Un día, al pasar junto a la librería de su salón leyó el título de un viejo libro: Yo también sobreviví, de Eva Moria, una escritora con la que había compartido conferencias y un intermitente romance. “Estoy en un momento en que solo quiero leer cosas bellas”, le había dicho ella, hace muchos años, por teléfono un día en el que ambos compartieron por primera vez el abatimiento que empezaba a provocarles el mirar sólo al lado oscuro de la humanidad. Eran tiempos de crispación, de polarización, de dictadura de unos algoritmos que retroalimentaban las redes sociales con los intereses y opiniones de sus usuarios. Era como vivir en un perpetuo Armageddon. Objetivamente, nunca había habido tasas de mortalidad infantil tan bajas, de alfabetización más altas, más regímenes mínimamente democráticos, mayor acceso a vacunas y antibióticos… Obvio que quedaba mucho por hacer, que la reducción de la pobreza se había estancado, que todo el planeta vivía un retroceso ideológico hacia ideas involucionistas…. Y aún así, la sensación de abatimiento y de impotencia no se correspondía con la de su memoria reciente: hubo tiempos peores en los que se creía en que vendrían tiempos mejores. El fin de la Historia se había incrustrado debajo de la piel. 

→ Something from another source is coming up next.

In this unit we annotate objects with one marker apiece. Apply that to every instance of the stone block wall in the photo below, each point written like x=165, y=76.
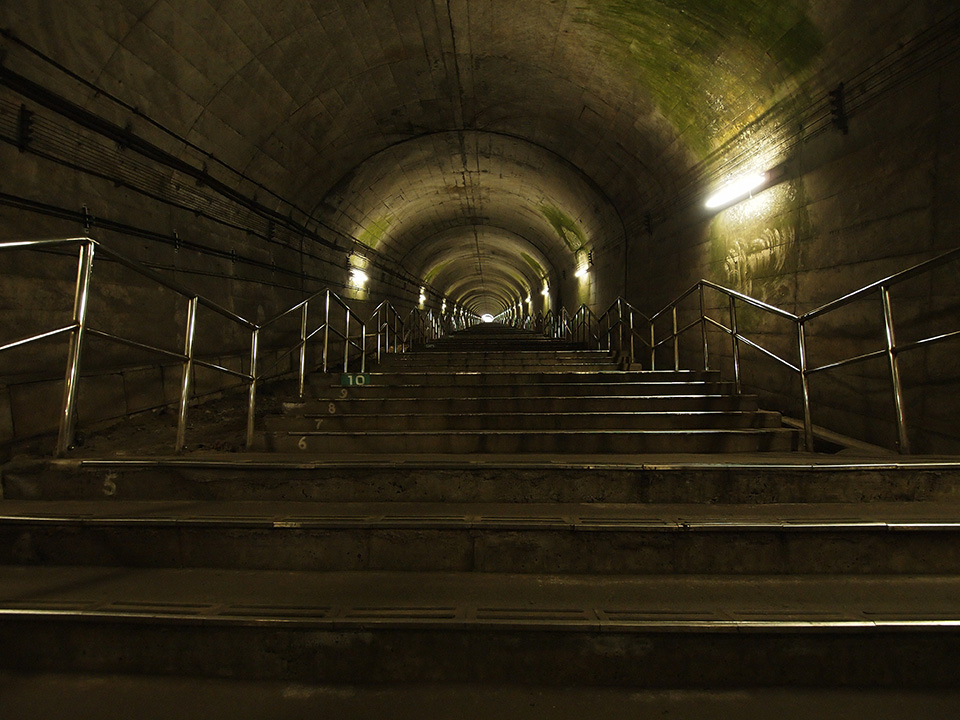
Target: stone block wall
x=850, y=209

“Solo quiero leer cosas bellas”, le había dicho Eva, y ahora creía verla tanteando entre los libros de su estantería como quien bracea entre el oleaje hasta asirse a un flotador de rescate. Se preguntaba si finalmente ella se habría salvado, si le habría ayudado a salvarse tener un hijo o le habría bastado con dejarse acunar de vez en cuando por el lado luminoso. Se preguntaba si él se habría sido capaz de salvarse, si no se había dejado seducir por la épica de una supuesta entrega, si en realidad no era este estado de frágil vacuidad al que llevaba aspirando toda su vida. Se preguntaba cuándo desistió también de buscar el estímulo en la noche, en las sobremesas, en la caza en los bares. Se pregunta si no es, al fin y al cabo, la vejez la encarnación misma del fin de la Historia, esa desconexión paulatina en la que los cada vez más escasos centelleos de relámpago terminan por alumbrar más las ausencias que las escasas compañías, las dudas que las certezas, para terminar de admitir de una vez por todas que nuestro tiempo para el entusiasmo se ha acabado. Que el tedio le estaba matando.